Él: una bestia obediente que no ruge para no molestar, pero también el animal furioso que lame los barrotes, el león telépata, la bestia que cercena a la domadora uno de sus bellos miembros en cada función, el ángel-león, león-demonio y también el dios-león. Ella: la domadora que inhala miedo, la que ostenta la Medalla por 40 años de Trabajo Estoico que le otorgó el Sindicato de Trabajadores Circenses, la que pensó en arrancarse una rebanada de nalga para alimentar a sus nueve leones hambrientos cuando no había nada para comer.
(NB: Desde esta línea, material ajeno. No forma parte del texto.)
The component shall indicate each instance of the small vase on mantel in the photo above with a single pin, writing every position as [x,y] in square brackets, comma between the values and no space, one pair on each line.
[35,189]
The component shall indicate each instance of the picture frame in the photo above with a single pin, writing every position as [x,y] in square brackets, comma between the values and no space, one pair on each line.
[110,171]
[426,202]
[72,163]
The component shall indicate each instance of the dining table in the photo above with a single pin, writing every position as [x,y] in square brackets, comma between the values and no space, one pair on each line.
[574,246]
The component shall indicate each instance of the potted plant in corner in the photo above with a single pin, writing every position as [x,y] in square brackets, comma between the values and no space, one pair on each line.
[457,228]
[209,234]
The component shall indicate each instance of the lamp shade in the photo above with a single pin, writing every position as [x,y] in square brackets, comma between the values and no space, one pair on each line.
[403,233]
Un binomio Eros-Pathos, que representa la bipolaridad del ciclo genésico que enlaza sufrimiento y amor, voluntad y destino. Como en la Metamorfosis, de Richard Strauss, (es significativo el parecido de ambas obras aunque sean distantes en el tiempo y no guarden ninguna relación temática), prima la desolación y el dolor in memoriam como homenaje póstumo a todos los caídos durante el bombardeo, a los cadáveres flotando después del naufragio.

 

El texto, aunque posee sus dos discursos entretejidos, el dialógico y el didascálico, no impone al lector la imaginación del dramaturgo, no fuerza a una determinada propuesta escénica; por el contrario, la acción y la narración contenidas en el diálogo van dotando de sentido el marco visual de las escenas. Se presentan con naturalidad los estados de ánimo, y el paisaje hostil, frágil e inestable de un naufragio difícil con final sorprendente se va conformando con total libertad en una cadencia de fotogramas encadenados en los que podemos dibujar la trayectoria del viaje a ninguna parte.

 

Pero, ¿son realmente estos dos personajes un par de seres migrantes, perdidos en la oscuridad del océano, arriesgando sus vidas para alcanzar una vida mejor? ¿Se trata de una lección de desprendimiento y desapasionamiento, esa cara oscura del exilio que se impone como escudo para evadir el sufrimiento que provoca el desarraigo? Hay desde luego muchas otras lecturas implícitas en El León y la Domadora, su diálogo en clave metafórica, tamizado por el humor inteligente, la convierte en una pieza original e inquietante.

 

Esta podría ser la obra más triste jamás compuesta sobre el exilio. Imposible obviar las múltiples razones por las que su autor debió sentarse frente a la “máquina de escribir-pensar” un día cualquiera, reescribiendo el drama de tantos compatriotas, la similitud de aquella, y esta, su historia, en un período confuso, sobrehumano, traumático. Pero no, del poso amargo, es de principio a fin una comedia, un enjambre de ideas y explosiones de color con insinuaciones y guiños a Beckett, Ionesco y Piñera, una pieza de autor comprometida, con nombre propio, solo apta para navegantes de emociones intensas.